Google captures ReCAPTCHA

reCAPTCHA

In an intriguing twist in Google's book digitising plans, the search giant has acquired reCAPTCHA.

The text scanning security system is best known for anti-spam systems that protect online forms from being repeatedly spammed. Computers can't easily read the squiggly images of the words, but people can.

But those forms are only one side of what reCAPTCHA does, noted founder Luis von Ahn and Google product manager Will Cathcart in a blog post, as the words in the CAPTCHAs are from old newspapers and books the firm has scanned.

The reCAPTCHA system scans images into plain text using Optical Character Recognition the very same system Google is using for its much-debated Google Books project while the security system not only prevents spam, but also helps tweak the scanning process.

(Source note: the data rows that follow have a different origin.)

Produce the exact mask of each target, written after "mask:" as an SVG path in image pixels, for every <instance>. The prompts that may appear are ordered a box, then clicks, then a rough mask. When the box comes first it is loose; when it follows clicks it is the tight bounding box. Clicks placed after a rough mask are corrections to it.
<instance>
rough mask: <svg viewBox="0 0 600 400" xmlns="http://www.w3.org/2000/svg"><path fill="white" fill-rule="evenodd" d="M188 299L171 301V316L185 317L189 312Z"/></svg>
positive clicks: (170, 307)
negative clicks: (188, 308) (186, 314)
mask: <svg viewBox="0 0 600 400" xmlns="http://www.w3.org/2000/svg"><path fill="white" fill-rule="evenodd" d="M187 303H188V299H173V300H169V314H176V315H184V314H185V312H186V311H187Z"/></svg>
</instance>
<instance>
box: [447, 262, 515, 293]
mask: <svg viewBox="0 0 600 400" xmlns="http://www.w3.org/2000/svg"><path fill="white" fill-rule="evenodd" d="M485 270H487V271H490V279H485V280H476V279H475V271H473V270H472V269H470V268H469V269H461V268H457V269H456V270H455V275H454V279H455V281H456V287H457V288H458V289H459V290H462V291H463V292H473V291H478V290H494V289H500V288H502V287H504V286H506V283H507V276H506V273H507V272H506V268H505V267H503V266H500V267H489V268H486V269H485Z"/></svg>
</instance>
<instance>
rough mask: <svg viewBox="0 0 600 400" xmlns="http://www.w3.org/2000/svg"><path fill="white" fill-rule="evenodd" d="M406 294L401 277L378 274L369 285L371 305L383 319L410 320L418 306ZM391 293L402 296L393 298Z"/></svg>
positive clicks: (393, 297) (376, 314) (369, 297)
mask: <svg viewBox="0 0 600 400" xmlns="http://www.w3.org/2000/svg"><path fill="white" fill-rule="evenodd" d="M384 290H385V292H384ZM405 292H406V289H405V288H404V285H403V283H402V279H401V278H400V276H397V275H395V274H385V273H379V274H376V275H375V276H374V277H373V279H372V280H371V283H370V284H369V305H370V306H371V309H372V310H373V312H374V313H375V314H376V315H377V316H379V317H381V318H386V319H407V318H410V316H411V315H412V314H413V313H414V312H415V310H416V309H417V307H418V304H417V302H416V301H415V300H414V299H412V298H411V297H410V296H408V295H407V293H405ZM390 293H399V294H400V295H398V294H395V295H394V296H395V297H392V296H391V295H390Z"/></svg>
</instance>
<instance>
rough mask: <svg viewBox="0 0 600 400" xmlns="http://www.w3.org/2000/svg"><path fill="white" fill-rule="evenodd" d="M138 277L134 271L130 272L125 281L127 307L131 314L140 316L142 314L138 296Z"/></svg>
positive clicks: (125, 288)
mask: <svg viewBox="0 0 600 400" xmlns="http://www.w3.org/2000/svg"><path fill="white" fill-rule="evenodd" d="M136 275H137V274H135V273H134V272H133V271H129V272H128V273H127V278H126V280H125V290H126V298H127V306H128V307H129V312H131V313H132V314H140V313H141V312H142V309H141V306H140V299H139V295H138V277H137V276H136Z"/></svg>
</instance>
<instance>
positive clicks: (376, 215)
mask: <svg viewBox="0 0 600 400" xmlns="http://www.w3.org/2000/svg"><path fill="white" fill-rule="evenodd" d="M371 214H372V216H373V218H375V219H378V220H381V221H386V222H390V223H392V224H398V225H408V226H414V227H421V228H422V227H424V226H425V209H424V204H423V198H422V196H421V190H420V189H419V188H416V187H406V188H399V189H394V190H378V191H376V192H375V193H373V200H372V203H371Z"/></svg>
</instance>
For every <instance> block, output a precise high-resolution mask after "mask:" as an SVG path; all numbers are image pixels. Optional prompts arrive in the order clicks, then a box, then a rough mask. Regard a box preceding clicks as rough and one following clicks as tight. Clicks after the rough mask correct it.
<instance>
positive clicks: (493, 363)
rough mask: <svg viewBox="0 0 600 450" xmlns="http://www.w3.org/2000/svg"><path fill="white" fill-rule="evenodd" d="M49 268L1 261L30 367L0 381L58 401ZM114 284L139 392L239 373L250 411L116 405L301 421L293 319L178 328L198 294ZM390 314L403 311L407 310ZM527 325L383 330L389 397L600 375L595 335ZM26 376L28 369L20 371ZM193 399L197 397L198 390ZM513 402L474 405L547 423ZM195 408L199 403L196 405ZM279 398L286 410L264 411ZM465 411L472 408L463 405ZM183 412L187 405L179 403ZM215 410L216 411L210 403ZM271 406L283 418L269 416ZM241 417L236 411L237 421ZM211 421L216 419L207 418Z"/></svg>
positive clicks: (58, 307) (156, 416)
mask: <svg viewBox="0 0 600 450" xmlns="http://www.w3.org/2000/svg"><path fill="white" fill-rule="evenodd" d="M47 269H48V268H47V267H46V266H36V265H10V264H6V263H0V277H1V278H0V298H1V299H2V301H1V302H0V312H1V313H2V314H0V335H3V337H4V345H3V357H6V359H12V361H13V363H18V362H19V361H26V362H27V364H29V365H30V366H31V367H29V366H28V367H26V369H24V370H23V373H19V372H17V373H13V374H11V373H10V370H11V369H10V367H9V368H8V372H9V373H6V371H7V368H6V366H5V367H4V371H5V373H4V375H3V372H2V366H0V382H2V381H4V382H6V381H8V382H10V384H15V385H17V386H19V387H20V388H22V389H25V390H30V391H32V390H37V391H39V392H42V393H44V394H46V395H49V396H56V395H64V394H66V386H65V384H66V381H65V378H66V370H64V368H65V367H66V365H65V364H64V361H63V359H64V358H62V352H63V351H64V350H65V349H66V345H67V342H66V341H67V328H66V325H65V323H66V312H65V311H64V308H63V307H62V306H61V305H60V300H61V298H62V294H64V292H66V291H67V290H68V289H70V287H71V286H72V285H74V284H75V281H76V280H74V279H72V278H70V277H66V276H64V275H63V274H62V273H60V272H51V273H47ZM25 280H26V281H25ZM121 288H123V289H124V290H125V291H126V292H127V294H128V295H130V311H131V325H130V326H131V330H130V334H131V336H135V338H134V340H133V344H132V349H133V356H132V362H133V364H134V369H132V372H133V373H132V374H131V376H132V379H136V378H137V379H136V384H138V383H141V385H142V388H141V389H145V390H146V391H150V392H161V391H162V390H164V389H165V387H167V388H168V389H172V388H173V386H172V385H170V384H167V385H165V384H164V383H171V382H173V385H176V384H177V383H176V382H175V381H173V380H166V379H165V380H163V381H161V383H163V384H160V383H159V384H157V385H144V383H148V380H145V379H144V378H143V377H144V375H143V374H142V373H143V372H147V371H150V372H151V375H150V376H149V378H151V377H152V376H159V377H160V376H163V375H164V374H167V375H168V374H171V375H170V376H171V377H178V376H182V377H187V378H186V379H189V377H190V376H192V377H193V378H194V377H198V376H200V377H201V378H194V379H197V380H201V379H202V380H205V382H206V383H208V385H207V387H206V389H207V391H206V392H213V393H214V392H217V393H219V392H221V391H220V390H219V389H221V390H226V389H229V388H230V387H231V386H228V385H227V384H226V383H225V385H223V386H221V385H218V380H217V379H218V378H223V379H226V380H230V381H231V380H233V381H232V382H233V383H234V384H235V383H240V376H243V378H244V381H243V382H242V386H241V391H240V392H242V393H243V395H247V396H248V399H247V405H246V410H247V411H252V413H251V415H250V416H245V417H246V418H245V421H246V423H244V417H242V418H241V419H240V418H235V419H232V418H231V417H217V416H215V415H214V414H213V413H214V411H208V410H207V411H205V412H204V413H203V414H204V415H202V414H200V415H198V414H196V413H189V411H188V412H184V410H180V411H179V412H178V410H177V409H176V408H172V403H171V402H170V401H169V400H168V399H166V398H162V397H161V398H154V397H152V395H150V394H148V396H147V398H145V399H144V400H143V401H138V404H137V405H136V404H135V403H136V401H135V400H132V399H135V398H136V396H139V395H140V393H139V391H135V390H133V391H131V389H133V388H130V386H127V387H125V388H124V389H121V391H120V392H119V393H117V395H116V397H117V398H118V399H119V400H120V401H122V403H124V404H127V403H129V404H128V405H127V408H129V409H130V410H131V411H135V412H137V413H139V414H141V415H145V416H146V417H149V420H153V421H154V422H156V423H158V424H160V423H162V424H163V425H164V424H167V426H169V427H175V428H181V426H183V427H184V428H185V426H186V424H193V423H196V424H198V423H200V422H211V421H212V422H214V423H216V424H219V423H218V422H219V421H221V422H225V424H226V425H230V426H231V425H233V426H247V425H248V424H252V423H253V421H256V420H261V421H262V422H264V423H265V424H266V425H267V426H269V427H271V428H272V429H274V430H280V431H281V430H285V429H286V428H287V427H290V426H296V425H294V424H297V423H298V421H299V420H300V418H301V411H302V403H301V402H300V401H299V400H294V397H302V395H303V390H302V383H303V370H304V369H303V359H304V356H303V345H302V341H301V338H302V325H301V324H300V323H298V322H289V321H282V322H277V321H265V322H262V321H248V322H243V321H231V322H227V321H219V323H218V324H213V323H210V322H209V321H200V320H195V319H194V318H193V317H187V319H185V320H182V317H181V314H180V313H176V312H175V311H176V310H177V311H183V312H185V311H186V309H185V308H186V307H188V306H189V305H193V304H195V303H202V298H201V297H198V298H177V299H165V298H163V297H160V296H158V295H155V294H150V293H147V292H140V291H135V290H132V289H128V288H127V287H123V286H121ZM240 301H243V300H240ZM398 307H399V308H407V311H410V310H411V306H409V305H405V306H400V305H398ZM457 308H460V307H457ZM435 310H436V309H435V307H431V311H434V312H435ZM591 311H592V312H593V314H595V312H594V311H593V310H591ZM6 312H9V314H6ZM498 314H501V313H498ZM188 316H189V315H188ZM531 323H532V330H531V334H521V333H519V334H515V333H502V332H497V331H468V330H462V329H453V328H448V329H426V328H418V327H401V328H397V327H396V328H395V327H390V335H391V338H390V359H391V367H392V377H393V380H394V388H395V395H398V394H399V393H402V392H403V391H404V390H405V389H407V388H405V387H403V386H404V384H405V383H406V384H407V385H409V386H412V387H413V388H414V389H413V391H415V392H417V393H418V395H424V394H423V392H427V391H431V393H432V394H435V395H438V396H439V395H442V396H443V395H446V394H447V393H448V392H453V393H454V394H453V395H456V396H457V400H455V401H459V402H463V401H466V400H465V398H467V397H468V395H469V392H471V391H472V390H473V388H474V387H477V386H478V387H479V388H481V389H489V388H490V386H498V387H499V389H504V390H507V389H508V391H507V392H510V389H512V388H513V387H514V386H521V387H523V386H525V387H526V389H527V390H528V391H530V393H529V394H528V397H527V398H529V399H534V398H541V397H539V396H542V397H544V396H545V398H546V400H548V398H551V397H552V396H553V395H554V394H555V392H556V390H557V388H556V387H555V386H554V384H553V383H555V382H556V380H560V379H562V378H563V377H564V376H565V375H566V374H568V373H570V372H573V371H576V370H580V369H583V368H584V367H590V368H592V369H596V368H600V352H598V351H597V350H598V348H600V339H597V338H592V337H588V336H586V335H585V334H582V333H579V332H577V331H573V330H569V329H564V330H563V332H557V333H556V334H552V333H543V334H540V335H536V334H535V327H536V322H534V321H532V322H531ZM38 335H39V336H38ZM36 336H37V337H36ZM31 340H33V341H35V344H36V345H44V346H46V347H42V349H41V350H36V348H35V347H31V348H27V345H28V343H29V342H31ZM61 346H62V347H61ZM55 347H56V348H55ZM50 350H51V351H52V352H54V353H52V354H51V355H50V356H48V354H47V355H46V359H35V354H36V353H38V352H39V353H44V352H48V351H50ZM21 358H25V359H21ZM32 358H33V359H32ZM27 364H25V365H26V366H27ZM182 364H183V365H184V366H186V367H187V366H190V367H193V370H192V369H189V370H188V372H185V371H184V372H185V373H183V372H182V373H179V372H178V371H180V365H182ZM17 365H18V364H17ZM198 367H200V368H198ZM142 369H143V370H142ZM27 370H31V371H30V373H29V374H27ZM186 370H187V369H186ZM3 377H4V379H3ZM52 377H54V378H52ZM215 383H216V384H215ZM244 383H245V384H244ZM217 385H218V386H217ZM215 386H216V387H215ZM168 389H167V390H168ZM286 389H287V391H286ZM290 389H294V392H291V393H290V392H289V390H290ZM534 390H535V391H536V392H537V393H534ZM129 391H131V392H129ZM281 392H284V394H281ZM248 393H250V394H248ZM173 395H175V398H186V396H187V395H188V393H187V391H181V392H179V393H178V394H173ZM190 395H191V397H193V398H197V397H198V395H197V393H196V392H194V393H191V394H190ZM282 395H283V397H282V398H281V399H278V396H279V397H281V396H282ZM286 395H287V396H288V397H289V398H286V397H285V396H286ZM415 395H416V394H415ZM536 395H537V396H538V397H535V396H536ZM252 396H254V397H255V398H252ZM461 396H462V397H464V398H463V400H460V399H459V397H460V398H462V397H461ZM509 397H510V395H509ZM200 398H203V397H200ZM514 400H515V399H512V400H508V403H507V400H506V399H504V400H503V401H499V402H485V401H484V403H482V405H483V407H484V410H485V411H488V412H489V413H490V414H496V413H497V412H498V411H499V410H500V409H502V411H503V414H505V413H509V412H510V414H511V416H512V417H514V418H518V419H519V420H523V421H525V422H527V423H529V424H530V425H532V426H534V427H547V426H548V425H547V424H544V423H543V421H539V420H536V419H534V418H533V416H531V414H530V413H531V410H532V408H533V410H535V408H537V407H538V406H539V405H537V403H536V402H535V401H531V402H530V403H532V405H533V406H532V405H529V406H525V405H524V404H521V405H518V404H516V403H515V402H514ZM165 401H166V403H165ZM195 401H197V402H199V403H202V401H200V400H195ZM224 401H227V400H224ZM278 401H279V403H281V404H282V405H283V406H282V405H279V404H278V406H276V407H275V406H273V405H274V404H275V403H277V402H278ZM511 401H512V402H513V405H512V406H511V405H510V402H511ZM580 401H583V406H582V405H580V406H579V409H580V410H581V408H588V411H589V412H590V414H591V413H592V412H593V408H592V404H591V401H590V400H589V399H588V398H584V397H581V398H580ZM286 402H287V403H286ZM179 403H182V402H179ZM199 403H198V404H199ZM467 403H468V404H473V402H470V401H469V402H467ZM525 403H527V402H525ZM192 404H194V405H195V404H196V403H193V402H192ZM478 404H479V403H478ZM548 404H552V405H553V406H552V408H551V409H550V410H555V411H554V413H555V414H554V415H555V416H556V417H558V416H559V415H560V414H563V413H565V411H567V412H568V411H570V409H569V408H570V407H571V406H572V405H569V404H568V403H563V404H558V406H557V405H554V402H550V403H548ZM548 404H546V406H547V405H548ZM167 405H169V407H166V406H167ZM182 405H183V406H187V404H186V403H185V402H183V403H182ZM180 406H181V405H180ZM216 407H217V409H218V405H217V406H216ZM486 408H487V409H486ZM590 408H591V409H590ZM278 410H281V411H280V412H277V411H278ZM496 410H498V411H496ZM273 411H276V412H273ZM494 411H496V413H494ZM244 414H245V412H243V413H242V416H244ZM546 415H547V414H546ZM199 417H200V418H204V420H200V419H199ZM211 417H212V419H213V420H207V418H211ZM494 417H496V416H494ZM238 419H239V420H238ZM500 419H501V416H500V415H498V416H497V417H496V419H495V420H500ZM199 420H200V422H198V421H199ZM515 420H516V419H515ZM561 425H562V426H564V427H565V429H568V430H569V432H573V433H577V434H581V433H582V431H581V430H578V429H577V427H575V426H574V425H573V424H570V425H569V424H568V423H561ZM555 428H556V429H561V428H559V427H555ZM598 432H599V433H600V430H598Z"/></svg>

"Computers find it hard to recognize these words because the ink and paper have degraded over time, but by typing them in as a CAPTCHA, crowds teach computers to read the scanned text," the post said.

Google has come under fire from publishers, authors and rival tech firms for its project to digitise the world's books, with some saying it will give the firm a copyright monopoly.

"Having the text version of documents is important because plain text can be searched, easily rendered on mobile devices and displayed to visually impaired users," the blog post continued.

"So we'll be applying the technology within Google not only to increase fraud and spam protection for Google products but also to improve our books and newspaper scanning process," it added.